Su figura más emblemática fue Antoni Forteza Piña (1901-1969), pequeño comerciante propietario del Forn de Santa Eulàlia, antaño situado en la Plaça d’Espanya. Forteza fue presidente varios años y una de las personalidades más destacadas de su tiempo en el plano social y deportivo. Ostentó la presidencia y luego fue honrado con la presidencia de honor en 1931. Además, fue presidente fundador de la Federación Balear de Baloncesto en 1935 y su papel debió ser clave para la creación de la sección baloncestista del Athletic FC en 1932, quizá el primer equipo fundado en Palma. Además, su figura insinúa otro detalle propio de la idiosincrasia del club: la destacada presencia de xuetes entre sus dirigentes, en parte lógico por el origen marcadamente comercial de sus fundadores y su masa social. Esto sugiere una hipótesis que explicaría su desaparición después de la trágica Guerra Civil, cuando en teoría había pasado lo peor.
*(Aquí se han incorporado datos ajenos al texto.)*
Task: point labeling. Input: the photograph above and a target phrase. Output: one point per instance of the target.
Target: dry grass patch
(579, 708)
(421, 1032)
En 1942 el Athletic FC tuvo que desalojar su campo y, sorprendentemente, no consiguió hallar ninguno en toda la ciudad. Si a ello añadimos las dificultades sociales y económicas de posguerra, el club se veía abocado a desaparecer, a no ser que lograse un acuerdo con otro club. Frustrado el acuerdo con el CD Mallorca, que pedía de facto una absorción de los atléticos sin dejar rastro, sí acordó con el Baleares FC una fusión por absorción que permitió incorporar su nombre al del club blanquiazul y hacer pervivir su memoria.

Por tanto, más allá del ámbito futbolístico, el Athletic FC fue exponente de la incorporación de la clase media palmesana al deporte de masas como emergente fenómeno social. Surgió como tercera vía a la práctica deportiva inicial de rancio abolengo (representada por mallorquinistas) y el emergente deporte popular y obrero (representada por balearicos). Consiguió perseverar entre ambos clubes, e incluso llegó a superarlos deportivamente. Sin embargo nos queda por conocer las claves de su desaparición, pues superado el amargo trago de la Guerra Civil su existencia pudo haberse prolongado mucho más tiempo. Las dificultades de la posguerra sobrevenidas, pero tal vez también el antisemitismo latente dirigido hacia los xuetes, potenciado en los primeros años del franquismo por la alineación del régimen franquista con las Potencias del Eje, pudo tener algo que ver. Cien años después de nacer, el desenlace final del Athletic FC sigue siendo un misterio por resolver.